Drought and rising temperatures can cause massive forest diebacks around the world. When a tree is experiencing drought, “shedding off” the leaves can enhance tree water status by reducing canopy transpiration. Whilst botanists can investigate the effect of drought relatively simply in a greenhouse of a single species, forests are complex ecosystems and require long-term research efforts.
Dr Sylvie Oddou-Muratorio from INRAE and colleagues from Sorbonne University and local nature reserves investigated the relationship between tree growth, reproductive success (fecundity) and defoliation over a decade of European beech populations in Southern France. The scientists found that some trees reduce their growth and maintain their reproduction rate whilst others keep on growing but with reduced fecundity.

Researchers have been monitoring European beech trees in the Massane Forest National Nature Reserve in Southern France since 2002. This location is prone to spring and summer drought. The team selected 439 trees in two plots and measured their growth between 2002-2012.
Oddou-Muratorio and colleagues recorded branch mortality, competition with other trees and scored annual defoliation (how often a tree drops its leaves and whether it can regrow them). To understand the reproductive success of these trees, the researchers counted and sampled all the seedlings around the adult trees.

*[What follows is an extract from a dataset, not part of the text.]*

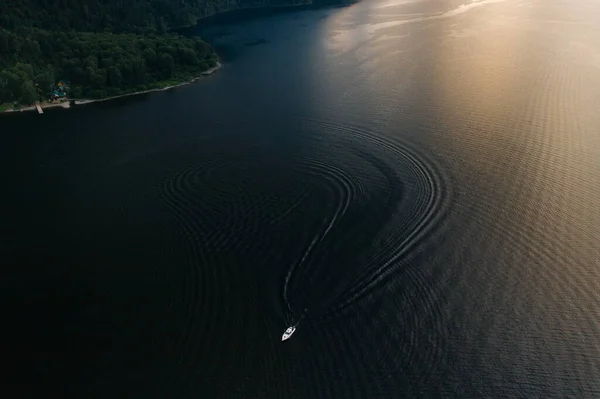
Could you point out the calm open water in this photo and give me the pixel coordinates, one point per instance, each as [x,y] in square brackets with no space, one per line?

The team established the origin of 365 seedlings with genotyping, and the reproductive success of male and female trees was analysed with Mixed Effect Mating Models (MEMMs). All this data was used to investigate the impact of environmental conditions on tree growth and reproduction.

“This study is among the rare ones to bring observational evidence that increasing crown defoliation decreases individual female fecundity”, Oddou-Muratorio wrote.
The scientists found that both female reproductive success and growth decreased with increasing crown defoliation and competition amongst trees. Some defoliated trees maintained most of the female fecundity at the expense of reduced growth, while others maintained high growth at reduced female fecundity.
“The most vulnerable individuals (those that are the most impacted by stress) still contribute to regeneration, which could lead the population to evolve traits compromising its adaptation to stress.”
These observations highlight the need for long-term monitoring of forest trees experiencing drought. Drought response is not straightforward. In a greenhouse study, scientists would have been able to look at the tree growth and anatomical changes, but the competition between trees and seedling recruitment could not be examined on a large scale. This project has shown that trees have different growth and reproduction investment strategies.
“Our study overall stresses the need to investigate simultaneously the impact of climate change on reproduction, growth and survival, and how the inter-individual variations in these responses may affect the adaptation or maladaptation of forest trees population in face of climate change.”